Temporary work is booming in Germany. Almost 2 percent of all employees are temps rented by agencies to other companies to meet peaks in demand without hiring new staff. But conditions are bad in some agencies.
900,000 temp workers are registered with German temporary work agencies. The agencies have the official permission to 'allocate employees,' or rent out their employees to other companies in temporary need of manpower.
The politicians who came up with the idea originally believed that the system would allow the German economy to better react to business fluctuations. At the same time, temporary work would help unemployed people get into permanent jobs. That's how it works in theory, anyway.Which seems to be the actuality too, if one reads the article;
Many temporary workers appreciate their agencies for the level of social security they offer. The workers benefit from permanent contracts, which are hardly available any more on the labor market. In addition, a Christmas bonus is included, employment protection and 30 days of paid holiday leave.
"I would have had to stop working after I had a slipped disc," says Roland Seiberlich. "I was given a second chance as a temporary worker," the former car mechanic says enthusiastically, who works as a fork lift driver for his agency.
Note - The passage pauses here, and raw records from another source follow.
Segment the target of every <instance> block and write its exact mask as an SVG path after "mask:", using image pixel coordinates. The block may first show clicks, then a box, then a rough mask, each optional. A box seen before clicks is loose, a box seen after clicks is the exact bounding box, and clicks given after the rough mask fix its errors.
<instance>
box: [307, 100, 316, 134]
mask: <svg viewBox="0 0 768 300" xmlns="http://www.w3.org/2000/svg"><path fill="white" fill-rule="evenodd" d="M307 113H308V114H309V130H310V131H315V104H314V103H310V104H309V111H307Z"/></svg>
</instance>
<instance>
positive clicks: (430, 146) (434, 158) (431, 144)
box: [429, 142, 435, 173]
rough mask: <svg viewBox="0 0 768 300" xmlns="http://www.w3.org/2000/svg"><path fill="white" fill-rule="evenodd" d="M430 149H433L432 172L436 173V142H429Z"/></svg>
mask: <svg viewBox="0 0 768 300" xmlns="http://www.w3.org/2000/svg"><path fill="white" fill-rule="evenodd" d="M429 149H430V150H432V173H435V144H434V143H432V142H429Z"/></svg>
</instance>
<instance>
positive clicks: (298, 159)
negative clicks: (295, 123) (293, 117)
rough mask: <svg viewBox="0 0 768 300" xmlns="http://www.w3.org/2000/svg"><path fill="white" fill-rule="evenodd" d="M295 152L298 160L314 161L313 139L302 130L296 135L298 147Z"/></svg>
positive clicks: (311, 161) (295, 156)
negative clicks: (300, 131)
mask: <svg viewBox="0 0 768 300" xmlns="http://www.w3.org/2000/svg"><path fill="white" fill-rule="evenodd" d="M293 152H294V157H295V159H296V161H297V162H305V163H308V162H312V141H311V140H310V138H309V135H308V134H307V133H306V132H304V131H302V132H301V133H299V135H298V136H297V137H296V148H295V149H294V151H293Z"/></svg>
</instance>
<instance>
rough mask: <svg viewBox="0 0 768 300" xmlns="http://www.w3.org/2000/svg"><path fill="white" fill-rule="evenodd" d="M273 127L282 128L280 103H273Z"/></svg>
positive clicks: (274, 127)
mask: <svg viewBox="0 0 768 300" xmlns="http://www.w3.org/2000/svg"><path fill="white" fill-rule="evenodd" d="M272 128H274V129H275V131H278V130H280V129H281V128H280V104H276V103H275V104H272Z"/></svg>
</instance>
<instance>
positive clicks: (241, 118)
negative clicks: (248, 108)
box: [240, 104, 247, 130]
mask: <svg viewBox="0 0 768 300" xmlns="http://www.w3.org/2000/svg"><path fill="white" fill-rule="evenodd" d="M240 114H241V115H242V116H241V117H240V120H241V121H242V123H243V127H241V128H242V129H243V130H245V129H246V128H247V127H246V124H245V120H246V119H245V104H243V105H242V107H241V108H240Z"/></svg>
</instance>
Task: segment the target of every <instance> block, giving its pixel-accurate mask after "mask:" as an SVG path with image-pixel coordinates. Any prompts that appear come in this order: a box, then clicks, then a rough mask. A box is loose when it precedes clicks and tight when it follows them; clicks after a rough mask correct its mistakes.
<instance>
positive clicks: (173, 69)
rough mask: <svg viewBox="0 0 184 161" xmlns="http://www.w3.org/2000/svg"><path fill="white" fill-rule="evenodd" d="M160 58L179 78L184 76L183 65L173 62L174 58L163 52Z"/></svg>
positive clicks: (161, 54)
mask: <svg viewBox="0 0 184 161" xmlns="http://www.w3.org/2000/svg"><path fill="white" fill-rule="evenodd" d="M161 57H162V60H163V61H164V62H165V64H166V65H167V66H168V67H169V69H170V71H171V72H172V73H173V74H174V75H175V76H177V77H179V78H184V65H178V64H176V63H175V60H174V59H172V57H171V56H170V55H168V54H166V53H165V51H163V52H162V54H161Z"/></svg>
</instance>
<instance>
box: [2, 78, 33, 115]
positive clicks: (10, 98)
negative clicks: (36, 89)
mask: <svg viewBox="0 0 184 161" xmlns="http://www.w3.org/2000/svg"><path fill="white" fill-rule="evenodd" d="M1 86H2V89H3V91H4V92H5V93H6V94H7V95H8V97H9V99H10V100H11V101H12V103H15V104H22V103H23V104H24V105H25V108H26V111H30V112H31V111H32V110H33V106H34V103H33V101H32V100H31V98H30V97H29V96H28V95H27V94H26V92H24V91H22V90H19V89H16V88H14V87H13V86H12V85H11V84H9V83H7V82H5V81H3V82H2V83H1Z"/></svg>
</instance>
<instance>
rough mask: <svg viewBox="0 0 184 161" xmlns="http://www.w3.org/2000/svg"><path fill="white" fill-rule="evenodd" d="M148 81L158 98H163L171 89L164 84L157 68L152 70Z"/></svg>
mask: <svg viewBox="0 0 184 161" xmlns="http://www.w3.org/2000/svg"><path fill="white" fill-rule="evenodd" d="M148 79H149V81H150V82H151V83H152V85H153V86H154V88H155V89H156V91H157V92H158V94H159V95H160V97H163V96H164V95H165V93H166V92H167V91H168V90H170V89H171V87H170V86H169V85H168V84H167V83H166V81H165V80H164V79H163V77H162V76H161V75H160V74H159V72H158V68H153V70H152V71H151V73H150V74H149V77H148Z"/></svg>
Office clerk Sascha Eisenhut sees more advantages than disadvantages. "You can try out different firms and find out for yourself what it is that you like doing best." And there is always the chance, he says, that the company that hired you temporarily will give you a permanent contract. The Economic Institute in Cologne (ZIW) confirms that in the last couple of years, some 25 percent of all employees received a permanent job via temporary employment.